The pedestal where the statue of Admiral Raphael Semmes stands empty, early Friday, June 5, 2020 in Mobile, Ala. The city of Mobile removed the Confederate statue early Friday, without making any public announcements. (WMPI-TV via AP)
The pedestal where the statue of Admiral Raphael Semmes stands empty, early Friday, June 5, 2020 in Mobile, Ala. The city of Mobile removed the Confederate statue early Friday, without making any public announcements. (WMPI-TV via AP)

MOBILE, Ala. (AP) - A Confederate statue that stood for a century in Alabama's port city will be permanently relocated to a museum, the city's mayor announced.

Mayor Sandy Stimpson announced Sunday that the History Museum of Mobile has received the bronze likeness of Admiral Raphael Semmes, which stood in a middle of a downtown street near the Mobile waterfront for 120 years until June 5. He said the museum will develop a plan to protect, preserve and display within the museum" the statue and "place it into the appropriate historic context."

"I have no doubt that moving the statue from public display was the right thing to do for our community going forward. The values represented by this monument a century ago are not the values of Mobile in 2020," Stimpson said in a statement.

Alabama Attorney General Steve Marshall said Monday that Mobile agreed to pay a $25,000 fine for violating a state law protecting monuments over 40 years old. He said the city has agreed to pay the required fine without a court order.

Marshall's office earlier this month filed a lawsuit against the city of Birmingham, about 255 miles (415 kilometers) north of Mobile, for removing a confederate monument.

Birmingham Mayor Randall Woodfin has said the potential $25,000 fine was worth the removal of the statue that had caused unrest in the majority-black city.

Semmes was a Confederate commerce raider, sinking Union-allied ships during the Civil War. According to the Encyclopedia of Alabama, he was jailed on treason charges in New York City before returning to the South after the war, and was later prohibited by U.S. authorities from taking office as an elected judge in Mobile.

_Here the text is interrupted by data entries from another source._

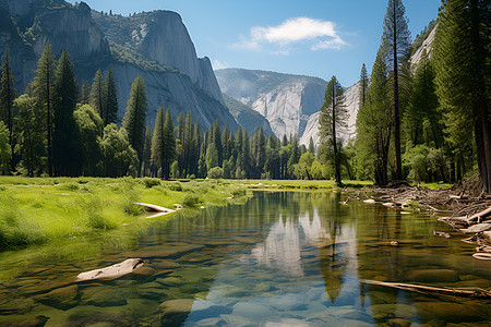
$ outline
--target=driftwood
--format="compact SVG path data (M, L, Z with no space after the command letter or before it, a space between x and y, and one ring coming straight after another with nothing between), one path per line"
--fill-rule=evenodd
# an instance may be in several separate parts
M141 258L129 258L122 263L86 272L82 272L76 278L79 280L93 280L93 279L112 279L123 275L132 272L137 267L143 266L144 261Z
M406 291L412 291L423 294L431 295L446 295L446 296L459 296L459 298L468 298L476 300L491 300L491 292L476 288L474 290L470 289L451 289L451 288L439 288L439 287L428 287L422 284L412 284L412 283L402 283L402 282L386 282L386 281L378 281L378 280L360 280L361 282L395 288Z
M445 239L452 238L451 234L448 234L447 232L439 232L439 231L435 231L435 230L433 231L433 235L442 237L442 238L445 238Z

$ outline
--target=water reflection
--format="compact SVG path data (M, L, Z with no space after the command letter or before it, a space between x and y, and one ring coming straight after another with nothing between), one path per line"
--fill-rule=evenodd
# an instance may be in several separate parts
M357 202L344 206L343 199L337 192L258 193L243 206L127 230L119 242L67 241L72 249L97 247L83 256L10 254L16 268L10 280L0 280L0 325L38 316L48 326L488 323L489 303L360 282L489 289L491 267L472 259L471 245L434 238L433 229L445 228L434 218ZM399 246L390 246L394 240ZM128 257L144 258L146 269L67 283Z

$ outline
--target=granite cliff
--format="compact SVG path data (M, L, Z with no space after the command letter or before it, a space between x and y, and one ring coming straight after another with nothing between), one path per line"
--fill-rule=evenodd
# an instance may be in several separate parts
M326 81L241 69L218 70L215 73L224 94L265 117L276 136L296 134L300 137L300 144L308 146L310 137L319 144L319 113L324 102ZM356 134L357 85L346 90L346 98L348 129L340 136L347 141Z
M92 82L98 69L112 69L120 118L131 83L140 74L148 95L148 124L164 106L175 119L180 111L190 111L202 129L218 119L221 125L237 130L209 59L197 58L177 13L154 11L127 17L95 12L84 2L0 0L0 55L8 44L19 93L32 82L48 41L56 57L63 49L70 52L80 84Z
M303 134L327 86L321 78L266 71L225 69L215 74L221 92L265 117L278 137Z

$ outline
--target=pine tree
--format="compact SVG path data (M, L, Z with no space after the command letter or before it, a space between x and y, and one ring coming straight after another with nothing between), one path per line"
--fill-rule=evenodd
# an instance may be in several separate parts
M51 45L45 46L41 57L37 62L36 77L34 78L34 94L36 97L36 106L43 116L39 118L44 121L44 138L47 152L47 170L52 177L52 116L53 116L53 97L55 97L55 56L51 51Z
M367 66L361 66L361 73L360 73L360 101L358 104L359 108L362 108L364 106L364 102L367 100L367 92L369 87L370 81L367 73Z
M337 135L340 128L346 126L347 110L345 106L345 96L343 86L333 76L327 83L327 89L324 95L324 105L321 108L320 134L322 142L327 142L333 149L334 171L336 184L342 184L340 175L340 148Z
M98 175L99 162L103 156L99 138L103 135L103 120L89 105L79 106L73 112L81 137L82 174Z
M79 129L73 111L76 108L79 88L73 64L67 50L61 53L55 73L52 162L56 175L81 174L82 154Z
M466 143L459 132L474 128L479 172L488 193L491 192L490 21L489 1L444 1L434 48L438 95L445 110L448 141L457 156L463 156Z
M315 155L315 145L314 145L314 143L313 143L312 136L310 136L310 140L309 140L309 153Z
M264 170L264 165L266 164L266 137L264 137L263 126L260 126L258 133L258 153L256 153L256 167L259 172L259 178Z
M133 149L137 154L139 170L141 175L143 164L143 148L145 144L145 122L146 122L146 90L142 76L136 76L131 85L130 99L128 100L127 112L122 125L128 133L128 138Z
M105 119L105 110L104 110L104 80L103 72L98 70L94 76L94 81L92 82L91 95L88 96L89 104L92 108L100 116L103 121Z
M145 145L143 147L143 175L152 174L152 128L145 129Z
M388 149L393 129L393 114L388 99L387 66L383 48L373 64L367 101L357 116L357 161L362 178L371 177L375 184L388 182Z
M386 49L388 68L393 75L395 179L403 179L400 157L400 106L399 106L399 65L410 52L410 32L405 17L406 9L402 0L388 0L384 17L383 46Z
M19 97L14 104L19 112L15 121L17 130L15 152L21 156L17 170L34 177L40 174L44 168L43 121L38 119L40 108L36 106L36 99L28 95Z
M104 82L104 124L116 123L118 121L118 94L116 90L116 81L112 70L109 68Z
M87 81L85 81L84 84L82 84L79 101L82 105L88 105L88 102L91 101L91 85L88 85Z
M154 135L152 137L152 166L155 171L160 170L164 177L164 130L165 130L164 108L160 106L157 110L157 118L155 119Z
M14 78L10 65L9 46L5 45L5 53L3 55L0 68L1 88L0 88L0 121L5 123L9 130L9 144L13 147L13 102L15 99Z
M176 138L173 136L173 123L170 114L170 109L167 109L166 121L164 124L164 145L163 145L163 177L168 179L170 177L170 165L176 158Z
M118 130L116 124L108 124L104 128L100 148L103 150L104 173L107 177L127 175L137 166L137 154L130 144L127 131L124 129Z
M11 159L12 148L9 144L9 129L0 121L0 174L9 173Z

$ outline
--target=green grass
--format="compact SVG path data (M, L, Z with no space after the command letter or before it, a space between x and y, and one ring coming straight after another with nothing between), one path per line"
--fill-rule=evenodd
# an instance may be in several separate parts
M418 183L411 183L411 186L416 186L418 185ZM450 189L453 187L454 184L450 184L450 183L443 183L443 182L439 182L439 183L419 183L419 186L424 187L424 189L429 189L429 190L444 190L444 189Z
M0 251L143 223L135 202L199 210L232 195L237 202L246 189L197 180L0 177Z
M252 190L332 190L336 189L334 181L307 181L307 180L224 180L230 185L243 185ZM347 187L373 186L370 181L344 181Z

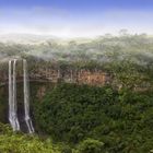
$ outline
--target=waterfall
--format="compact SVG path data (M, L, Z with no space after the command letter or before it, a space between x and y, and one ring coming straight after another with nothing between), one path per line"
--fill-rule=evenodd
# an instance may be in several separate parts
M34 132L34 127L32 123L32 119L30 117L30 84L28 84L28 75L27 75L27 62L23 60L23 80L24 80L24 111L25 111L25 122L28 128L28 132Z
M17 119L17 102L16 102L16 61L9 61L9 121L13 131L19 131L20 123ZM27 75L27 62L23 61L23 91L24 91L24 119L30 133L34 132L32 119L30 117L30 86Z
M12 64L13 63L13 64ZM13 73L12 73L13 69ZM16 59L9 61L9 120L13 131L20 130L16 107Z

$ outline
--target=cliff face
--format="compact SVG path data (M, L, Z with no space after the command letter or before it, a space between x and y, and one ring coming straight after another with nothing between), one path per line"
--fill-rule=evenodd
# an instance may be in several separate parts
M23 72L19 70L17 81L23 80ZM110 75L102 70L61 70L61 69L49 69L49 68L38 68L31 70L28 73L30 80L34 81L49 81L49 82L67 82L67 83L78 83L78 84L89 84L89 85L105 85L110 83ZM8 82L8 70L0 71L0 83Z
M90 85L105 85L110 83L110 75L102 70L90 71L81 70L58 70L58 69L38 69L30 72L31 80L48 80L50 82L67 82Z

He devoted his later years to writing his memoirs and became a "Lost Cause" hero to Southerners who lamented the end of the Confederacy. The statue was dedicated in 1900, the year before Alabama ratified a Constitution that established white supremacy in the state by essentially disenfranchising blacks and poor whites.

"Over 300 years, there are chapters of darkness and light that weave together to form the Mobile story. The most important chapter is the one we write next," Stimpson said in a statement.